Google’s Palimpsest project: Open-Source Science Data

June 13th, 2008 by jose

Google will host large scientific datasets at . That is, of you have a dataset that is requested constantly, now you can ‘open-source’ it and let google take the server load. Wired has this covered.

For those not seeing the point in having open, portable data, this presentation (Making Massive Datasets Universally Accessible and Useful) is a good an explanation.
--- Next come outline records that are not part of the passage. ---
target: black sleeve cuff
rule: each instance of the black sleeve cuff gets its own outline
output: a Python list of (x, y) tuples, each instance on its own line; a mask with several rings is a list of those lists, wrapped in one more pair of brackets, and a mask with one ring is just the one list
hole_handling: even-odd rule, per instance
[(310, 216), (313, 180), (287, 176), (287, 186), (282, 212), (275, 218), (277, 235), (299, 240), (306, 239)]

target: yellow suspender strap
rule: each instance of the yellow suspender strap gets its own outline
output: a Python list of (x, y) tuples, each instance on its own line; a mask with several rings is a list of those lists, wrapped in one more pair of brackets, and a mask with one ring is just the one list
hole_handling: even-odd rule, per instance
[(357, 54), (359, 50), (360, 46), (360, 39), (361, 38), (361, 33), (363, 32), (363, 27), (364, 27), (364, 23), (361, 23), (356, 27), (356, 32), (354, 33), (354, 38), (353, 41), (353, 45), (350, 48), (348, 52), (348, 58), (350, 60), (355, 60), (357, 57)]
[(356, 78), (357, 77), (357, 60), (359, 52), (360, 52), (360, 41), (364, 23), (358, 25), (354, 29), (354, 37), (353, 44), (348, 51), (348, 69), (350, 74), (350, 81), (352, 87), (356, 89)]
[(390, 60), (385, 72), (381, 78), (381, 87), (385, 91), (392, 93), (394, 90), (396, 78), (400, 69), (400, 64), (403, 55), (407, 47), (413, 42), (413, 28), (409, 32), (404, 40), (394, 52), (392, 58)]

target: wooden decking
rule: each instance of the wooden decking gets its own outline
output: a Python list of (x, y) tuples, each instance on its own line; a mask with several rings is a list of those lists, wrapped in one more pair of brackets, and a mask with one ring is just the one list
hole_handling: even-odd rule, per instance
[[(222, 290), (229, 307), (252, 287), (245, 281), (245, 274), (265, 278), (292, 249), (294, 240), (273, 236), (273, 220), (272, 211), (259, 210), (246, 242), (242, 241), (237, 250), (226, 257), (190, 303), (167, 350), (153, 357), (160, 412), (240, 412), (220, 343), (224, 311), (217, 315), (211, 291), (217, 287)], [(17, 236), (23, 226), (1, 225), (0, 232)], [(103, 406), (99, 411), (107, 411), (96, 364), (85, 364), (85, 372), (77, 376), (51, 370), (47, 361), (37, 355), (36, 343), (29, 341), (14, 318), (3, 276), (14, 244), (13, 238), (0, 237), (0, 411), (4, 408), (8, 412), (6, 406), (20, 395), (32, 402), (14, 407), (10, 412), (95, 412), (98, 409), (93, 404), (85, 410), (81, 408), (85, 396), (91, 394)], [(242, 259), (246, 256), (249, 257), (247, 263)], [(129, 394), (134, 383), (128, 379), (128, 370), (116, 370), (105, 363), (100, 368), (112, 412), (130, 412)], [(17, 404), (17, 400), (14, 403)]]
How do you ship a large dataset to google? Well, they send you hard drives in a suitcase!:

(Google people) are providing a 3TB drive array (Linux RAID5). The array is provided in “suitcase” and shipped to anyone who wants to send they data to Google. Anyone interested gives Google the file tree, and they SLURP the data off the drive. I believe they can extend this to a larger array (my memory says 20TB).

  The Quantitative Peace Says:

  Victor Says:

    It’s a great idea, yet – to be perfectly honest – I probably wouldn’t have open-sourced the data I gathered during my Ph.D. until I had “secured” the publications I needed for my thesis. Moreover, I’ve talked to many researchers who are reluctant to share the data underlying their publications – perhaps fearing that it could be used to show calculation errors in their work. I know it’s not how academia *should* work, but it’s been my experience.

    I wonder whether this habit of secrecy depends on my academic discipline (consumer research/psychology), and whether other disciplines are more open about their data?

  George Says:

    I cant wait to see all the new developments from google. The new browser and operating system.